TrainingProject management

  • Listing Projects: To view all your training projects:

    truss train view
    

    This command will list all TrainingProjects you have access to, typically showing their names and IDs. Additionally, this command will show all active jobs.

  • Viewing Jobs within a Project: To see all jobs associated with a specific project, use its project-id (obtained when creating the project or from truss train view):

    truss train view --project-id <your_project_id>
    

TrainingJob management

After submitting a job with truss train push config.py, you receive a project_id and job_id.

  • Listing Jobs: As shown above, you can list all jobs within a project using:

    truss train view --project-id <your_project_id>
    

    This will typically show job IDs, statuses, creation times, etc.

  • Checking Status and Retrieving Logs: To view the logs for a specific job, you can tail them in real-time or fetch existing logs.

    • To view logs for the most recently submitted job in the current context (e.g., if you just pushed a job from your current terminal directory):
      truss train logs --tail
      
    • To view logs for a specific job using its job-id:
      truss train logs --job-id <your_job_id> [--tail]
      
      Add --tail to follow the logs live.
  • Understanding Job Statuses: The truss train view and truss train logs commands will help you track which status a job is in. For more on the job lifecycle, see the Lifecycle page.

  • Stopping a TrainingJob: If you need to stop a running job, use the stop command with the job’s project ID and job ID:

    truss train stop --job-id <your_job_id>
    truss train stop --all # Stops all active jobs; Will prompt the user for confirmation.
    

    This will transition the job to the TRAINING_JOB_STOPPED state.
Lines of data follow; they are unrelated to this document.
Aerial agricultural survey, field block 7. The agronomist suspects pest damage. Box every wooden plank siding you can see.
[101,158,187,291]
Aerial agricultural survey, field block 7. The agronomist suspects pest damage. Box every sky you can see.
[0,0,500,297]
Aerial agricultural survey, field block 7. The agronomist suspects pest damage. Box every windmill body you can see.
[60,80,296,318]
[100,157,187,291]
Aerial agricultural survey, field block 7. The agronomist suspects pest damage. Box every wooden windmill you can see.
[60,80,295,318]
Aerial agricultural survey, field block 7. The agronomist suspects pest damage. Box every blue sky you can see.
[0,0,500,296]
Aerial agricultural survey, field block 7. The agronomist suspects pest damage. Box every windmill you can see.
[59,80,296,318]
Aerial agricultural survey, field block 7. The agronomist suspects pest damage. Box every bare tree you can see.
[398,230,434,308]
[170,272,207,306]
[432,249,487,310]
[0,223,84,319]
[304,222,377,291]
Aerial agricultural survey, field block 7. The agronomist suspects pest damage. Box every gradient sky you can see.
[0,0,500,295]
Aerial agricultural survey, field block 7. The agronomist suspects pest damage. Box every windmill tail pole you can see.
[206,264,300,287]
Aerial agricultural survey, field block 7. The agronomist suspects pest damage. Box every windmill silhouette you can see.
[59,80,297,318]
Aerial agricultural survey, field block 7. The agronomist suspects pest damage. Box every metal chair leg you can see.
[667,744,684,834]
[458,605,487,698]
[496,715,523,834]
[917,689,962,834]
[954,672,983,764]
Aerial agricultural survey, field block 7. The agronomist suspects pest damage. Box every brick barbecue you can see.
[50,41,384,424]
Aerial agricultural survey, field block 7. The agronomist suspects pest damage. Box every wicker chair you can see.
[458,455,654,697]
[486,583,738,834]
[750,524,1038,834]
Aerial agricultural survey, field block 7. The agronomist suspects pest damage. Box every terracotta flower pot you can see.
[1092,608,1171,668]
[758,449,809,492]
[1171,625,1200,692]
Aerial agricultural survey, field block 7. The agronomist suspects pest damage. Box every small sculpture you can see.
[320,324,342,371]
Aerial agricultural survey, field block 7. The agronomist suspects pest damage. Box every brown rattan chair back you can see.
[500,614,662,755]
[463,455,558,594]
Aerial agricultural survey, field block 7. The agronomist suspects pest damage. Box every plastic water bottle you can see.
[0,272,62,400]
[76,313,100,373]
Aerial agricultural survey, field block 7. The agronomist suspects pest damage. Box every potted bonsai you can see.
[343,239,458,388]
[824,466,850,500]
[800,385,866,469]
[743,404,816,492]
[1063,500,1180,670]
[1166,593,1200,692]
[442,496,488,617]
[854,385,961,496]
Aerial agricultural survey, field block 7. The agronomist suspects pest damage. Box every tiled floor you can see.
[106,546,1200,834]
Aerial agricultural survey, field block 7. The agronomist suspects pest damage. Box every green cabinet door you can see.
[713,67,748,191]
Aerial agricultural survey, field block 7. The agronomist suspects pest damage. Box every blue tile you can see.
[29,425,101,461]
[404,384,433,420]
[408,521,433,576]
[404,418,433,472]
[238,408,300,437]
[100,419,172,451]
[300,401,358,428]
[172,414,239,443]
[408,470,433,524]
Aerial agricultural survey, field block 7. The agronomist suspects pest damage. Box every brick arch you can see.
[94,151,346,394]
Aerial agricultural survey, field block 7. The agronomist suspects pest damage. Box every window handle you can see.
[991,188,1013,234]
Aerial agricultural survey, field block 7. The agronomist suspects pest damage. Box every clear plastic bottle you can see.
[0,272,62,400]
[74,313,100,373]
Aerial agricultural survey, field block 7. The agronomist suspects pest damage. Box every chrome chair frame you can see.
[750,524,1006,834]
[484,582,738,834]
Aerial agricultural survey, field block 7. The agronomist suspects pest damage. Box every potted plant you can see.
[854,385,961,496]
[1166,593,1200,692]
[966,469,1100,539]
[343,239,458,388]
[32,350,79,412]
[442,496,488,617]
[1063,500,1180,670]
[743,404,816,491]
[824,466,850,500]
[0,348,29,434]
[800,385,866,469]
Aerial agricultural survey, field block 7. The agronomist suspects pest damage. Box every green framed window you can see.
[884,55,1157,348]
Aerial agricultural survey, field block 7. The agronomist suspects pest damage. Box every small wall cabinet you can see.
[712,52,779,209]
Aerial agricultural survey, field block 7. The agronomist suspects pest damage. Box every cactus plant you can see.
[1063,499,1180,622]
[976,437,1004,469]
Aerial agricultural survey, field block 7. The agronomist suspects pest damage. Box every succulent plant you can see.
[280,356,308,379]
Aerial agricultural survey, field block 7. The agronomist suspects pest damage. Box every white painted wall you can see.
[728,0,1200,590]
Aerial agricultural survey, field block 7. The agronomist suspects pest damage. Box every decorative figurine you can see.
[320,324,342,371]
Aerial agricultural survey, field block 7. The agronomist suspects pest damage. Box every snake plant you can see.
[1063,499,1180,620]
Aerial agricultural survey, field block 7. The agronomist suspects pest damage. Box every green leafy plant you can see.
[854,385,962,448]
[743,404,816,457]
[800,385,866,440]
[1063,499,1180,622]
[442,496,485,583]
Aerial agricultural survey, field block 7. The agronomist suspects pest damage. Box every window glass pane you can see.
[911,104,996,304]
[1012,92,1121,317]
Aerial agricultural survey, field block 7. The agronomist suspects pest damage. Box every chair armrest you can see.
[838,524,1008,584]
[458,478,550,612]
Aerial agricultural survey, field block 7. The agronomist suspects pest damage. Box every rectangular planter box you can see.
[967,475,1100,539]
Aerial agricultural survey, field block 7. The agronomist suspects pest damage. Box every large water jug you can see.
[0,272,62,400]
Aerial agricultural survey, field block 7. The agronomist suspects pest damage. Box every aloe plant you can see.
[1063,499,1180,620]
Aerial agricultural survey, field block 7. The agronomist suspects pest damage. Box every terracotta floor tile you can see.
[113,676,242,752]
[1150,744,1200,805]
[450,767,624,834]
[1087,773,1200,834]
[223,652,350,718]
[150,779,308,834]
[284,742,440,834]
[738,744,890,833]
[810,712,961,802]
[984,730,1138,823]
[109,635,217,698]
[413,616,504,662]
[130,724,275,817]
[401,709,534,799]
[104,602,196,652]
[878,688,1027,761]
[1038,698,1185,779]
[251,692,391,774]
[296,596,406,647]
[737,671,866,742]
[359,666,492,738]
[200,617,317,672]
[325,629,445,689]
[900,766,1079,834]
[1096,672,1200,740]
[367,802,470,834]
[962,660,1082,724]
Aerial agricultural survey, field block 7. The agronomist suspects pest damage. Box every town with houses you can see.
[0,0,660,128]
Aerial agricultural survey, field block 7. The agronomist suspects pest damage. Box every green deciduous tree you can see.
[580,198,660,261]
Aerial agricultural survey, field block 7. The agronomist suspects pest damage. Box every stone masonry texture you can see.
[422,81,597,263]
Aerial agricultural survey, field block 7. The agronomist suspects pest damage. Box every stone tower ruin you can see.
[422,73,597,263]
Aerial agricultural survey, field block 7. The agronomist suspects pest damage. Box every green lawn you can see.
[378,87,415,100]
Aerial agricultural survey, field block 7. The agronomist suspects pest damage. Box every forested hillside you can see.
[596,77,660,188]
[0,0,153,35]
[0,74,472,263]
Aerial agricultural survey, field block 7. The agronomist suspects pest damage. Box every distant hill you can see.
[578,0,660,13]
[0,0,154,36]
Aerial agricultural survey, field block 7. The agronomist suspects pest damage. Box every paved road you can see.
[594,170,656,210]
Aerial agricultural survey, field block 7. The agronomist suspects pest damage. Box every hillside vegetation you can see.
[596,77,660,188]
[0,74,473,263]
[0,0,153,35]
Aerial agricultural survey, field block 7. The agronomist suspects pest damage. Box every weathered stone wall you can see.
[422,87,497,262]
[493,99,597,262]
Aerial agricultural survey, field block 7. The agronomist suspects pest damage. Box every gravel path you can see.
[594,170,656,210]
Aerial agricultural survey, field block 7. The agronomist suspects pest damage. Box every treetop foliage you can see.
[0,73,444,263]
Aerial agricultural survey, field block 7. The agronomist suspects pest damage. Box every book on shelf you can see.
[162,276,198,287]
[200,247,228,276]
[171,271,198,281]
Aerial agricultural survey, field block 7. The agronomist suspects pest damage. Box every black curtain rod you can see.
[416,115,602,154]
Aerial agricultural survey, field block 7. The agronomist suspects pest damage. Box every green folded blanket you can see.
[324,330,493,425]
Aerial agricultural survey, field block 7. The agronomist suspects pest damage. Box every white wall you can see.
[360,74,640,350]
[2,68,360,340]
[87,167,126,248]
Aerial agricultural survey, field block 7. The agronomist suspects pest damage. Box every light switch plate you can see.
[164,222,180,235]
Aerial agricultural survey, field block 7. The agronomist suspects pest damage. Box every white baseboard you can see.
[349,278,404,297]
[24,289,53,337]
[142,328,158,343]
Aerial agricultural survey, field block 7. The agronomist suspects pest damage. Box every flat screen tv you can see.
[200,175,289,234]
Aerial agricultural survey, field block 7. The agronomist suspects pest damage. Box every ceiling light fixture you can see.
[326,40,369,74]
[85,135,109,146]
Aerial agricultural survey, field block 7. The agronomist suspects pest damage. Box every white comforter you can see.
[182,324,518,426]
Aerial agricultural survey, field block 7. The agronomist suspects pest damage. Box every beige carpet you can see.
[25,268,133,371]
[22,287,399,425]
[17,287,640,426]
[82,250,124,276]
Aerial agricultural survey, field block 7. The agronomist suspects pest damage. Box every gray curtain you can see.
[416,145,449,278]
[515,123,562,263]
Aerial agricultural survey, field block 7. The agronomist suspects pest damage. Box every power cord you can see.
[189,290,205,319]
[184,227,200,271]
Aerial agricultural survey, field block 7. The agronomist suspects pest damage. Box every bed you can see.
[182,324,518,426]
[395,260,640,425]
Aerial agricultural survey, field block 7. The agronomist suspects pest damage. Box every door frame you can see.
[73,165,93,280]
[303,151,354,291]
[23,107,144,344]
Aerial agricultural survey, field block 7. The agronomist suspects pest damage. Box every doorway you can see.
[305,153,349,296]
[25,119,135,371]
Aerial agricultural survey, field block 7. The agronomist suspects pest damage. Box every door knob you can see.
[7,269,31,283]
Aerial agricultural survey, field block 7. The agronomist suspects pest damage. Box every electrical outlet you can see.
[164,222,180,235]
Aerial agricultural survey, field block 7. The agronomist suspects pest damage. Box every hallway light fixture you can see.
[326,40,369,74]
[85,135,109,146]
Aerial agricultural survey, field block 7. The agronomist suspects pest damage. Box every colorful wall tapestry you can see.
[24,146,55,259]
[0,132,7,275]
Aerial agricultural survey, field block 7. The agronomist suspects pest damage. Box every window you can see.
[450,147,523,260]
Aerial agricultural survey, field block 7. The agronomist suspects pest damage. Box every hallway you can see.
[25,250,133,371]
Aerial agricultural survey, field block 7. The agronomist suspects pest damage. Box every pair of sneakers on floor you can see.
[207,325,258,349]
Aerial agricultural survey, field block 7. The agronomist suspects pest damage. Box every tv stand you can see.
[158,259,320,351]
  • Understanding Job Outputs & Checkpoints:

    • The primary outputs of a successful TrainingJob are model checkpoints (if checkpointing is enabled and configured).
    • These checkpoints are stored by Baseten. Refer to the Checkpointing section in Core Concepts for how CheckpointingConfig works.
    • When you are ready to deploy a model, you will specify which checkpoints to use. The model_name you assign during deployment (via DeployCheckpointsConfig) becomes the identifier for this trained model version derived from your specific job’s checkpoints.
    • You can see the available checkpoints for a job via the Training API.